No ha sido este punto en el que han divergido las opiniones de Gould y Dawkins, que han llegado al terreno profesional, en lo que se refiere a los mecanismos que subyacen en la evolución de las especies, divergencias que se explican en un libro reciente: Richard Dawkins contra Stephen Jay Gould (Arpa), de Kim Sterelny. Esencialmente, lo que les separó no eran los “grandes trazos” de la evolución tal y como la expuso Darwin, sino cómo fundamentarla a un nivel más profundo. El etólogo Dawkins daba preferencia a la dinámica de los genes, como explicó en su libro más conocido, El gen egoísta (Salvat), mientras que el paleontólogo Gould se centró en lo que permiten deducir los restos fósiles. Genotipo frente a Fenotipo.
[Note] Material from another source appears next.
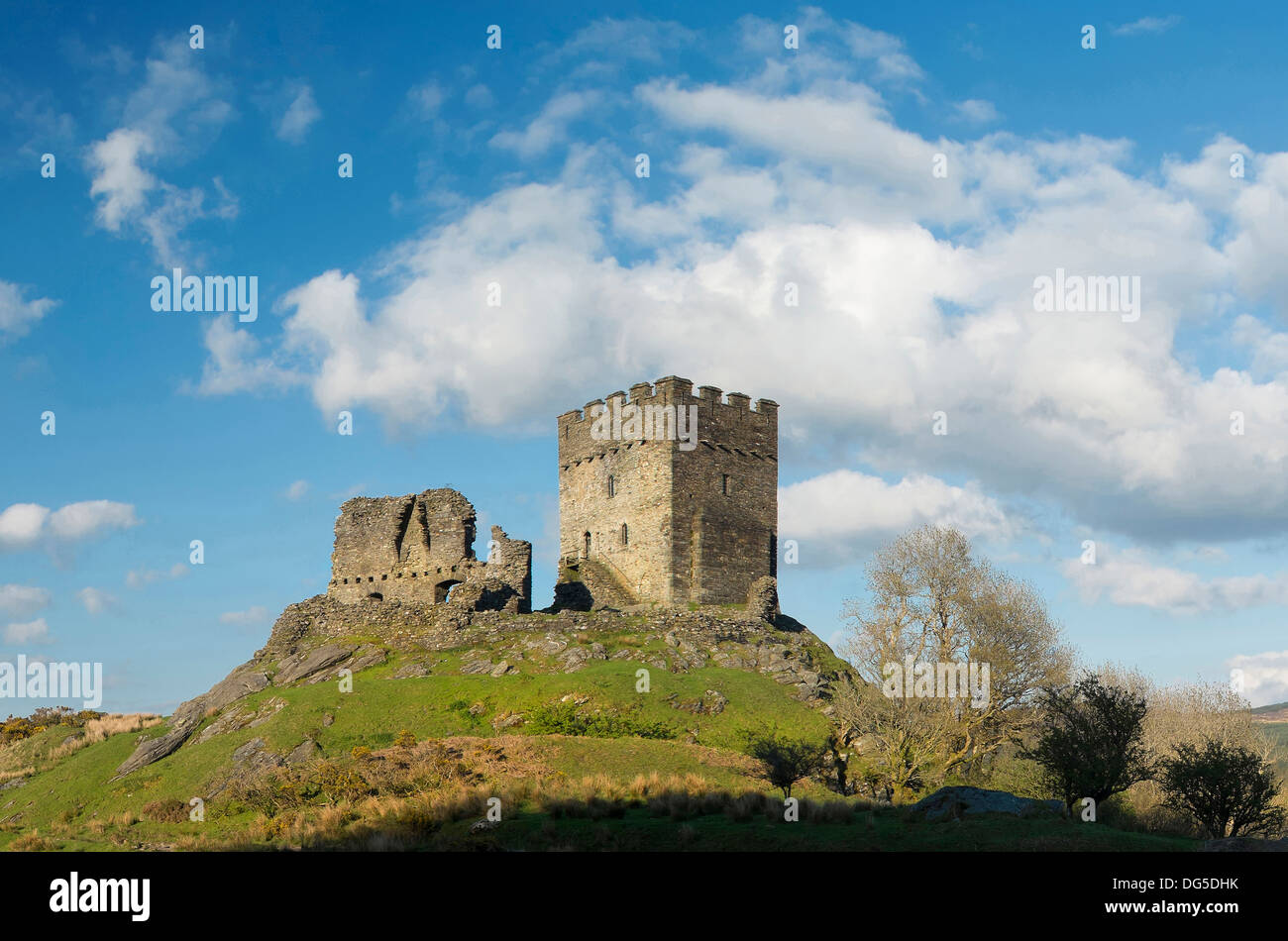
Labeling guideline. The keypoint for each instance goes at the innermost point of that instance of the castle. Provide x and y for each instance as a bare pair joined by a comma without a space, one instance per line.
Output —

Como suele suceder cuando se dan enfrentamientos, no importa que en este caso se tratara de Ciencia –una actividad al fin y al cabo humana–, las diferencias se extendieron a los sentimientos, produciendo choques no tan civilizados como cabría imaginar en un mundo donde debe dominar lo racional. Así, por ejemplo, en el citado segundo tomo de la autobiografía de Dawkins se puede leer: “Una de las críticas más persistentes –e incordiantes– a El gen egoísta es que confunde el nivel al que actúa la selección natural. De modo característico, el error lo expresó de la manera más retórica Stephen Jay Gould, cuyo genio para malinterpretar las cosas era equiparable a la elocuencia con que lo hacía”.